In this mode all data is encrypted and plaintext columns are completely ignored.

Once you’ve verified that everything is working, you can create a migration that drops the original columns.

Create the migration using sequelize-cli:

npx sequelize-cli migration:generate --name drop-plaintext-columns

This will generate another migration file under migrations/.

Open up that new migration file, and add this code to remove the plaintext columns:

/** @type {import('sequelize-cli').Migration} */
module.exports = {
  async up(queryInterface) {
    await queryInterface.removeColumn("patients", "full_name");
    await queryInterface.removeColumn("patients", "email");
    await queryInterface.removeColumn("patients", "dob");
    await queryInterface.removeColumn("patients", "weight");
    await queryInterface.removeColumn("patients", "allergies");
    await queryInterface.removeColumn("patients", "medications");
  },
};

Once you remove the plaintext columns, anything that hasn’t been encrypted will be lost.

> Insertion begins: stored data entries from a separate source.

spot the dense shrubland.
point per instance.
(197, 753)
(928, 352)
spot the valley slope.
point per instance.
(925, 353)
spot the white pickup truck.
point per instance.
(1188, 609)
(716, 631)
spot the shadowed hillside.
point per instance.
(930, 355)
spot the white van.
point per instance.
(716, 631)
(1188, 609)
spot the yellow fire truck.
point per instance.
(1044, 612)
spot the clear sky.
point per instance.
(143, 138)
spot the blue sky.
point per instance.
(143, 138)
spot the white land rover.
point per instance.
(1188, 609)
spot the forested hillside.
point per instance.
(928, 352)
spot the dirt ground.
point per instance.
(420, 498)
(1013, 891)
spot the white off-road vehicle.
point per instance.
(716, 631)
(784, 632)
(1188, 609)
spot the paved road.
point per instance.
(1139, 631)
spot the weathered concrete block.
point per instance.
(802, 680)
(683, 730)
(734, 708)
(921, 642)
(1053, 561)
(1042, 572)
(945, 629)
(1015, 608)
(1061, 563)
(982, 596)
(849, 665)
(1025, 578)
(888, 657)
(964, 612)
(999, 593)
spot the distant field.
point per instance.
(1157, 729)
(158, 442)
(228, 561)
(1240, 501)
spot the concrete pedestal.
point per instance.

Before you run the remove column step, it is very important that you:

  • Create a backup of all your data, in case you need to restore
  • Ensure all your data is encrypted, by running the encrypt-data.js script

Once you’re sure that you’re ready to drop the plaintext columns, run the migration:

npx sequelize-cli db:migrate

To verify everything is still working correctly, check out the demo app on localhost:3000

5. Viewing logs of encryptions and decryptions

To view the logs showing encryptions and decryptions of data, go to your workspace folder ~/.cipherstash/<your workspace id>.

Run:

tail -F ~/.cipherstash/*/decryptions.log

That’s it. All your queries will work with no modification. Your data is encrypted, and the CipherStash driver transparently rewrites all your queries.

Most importantly, all of the queries and decryptions are logged, so you can cryptographically prove when your sensitive data is accessed.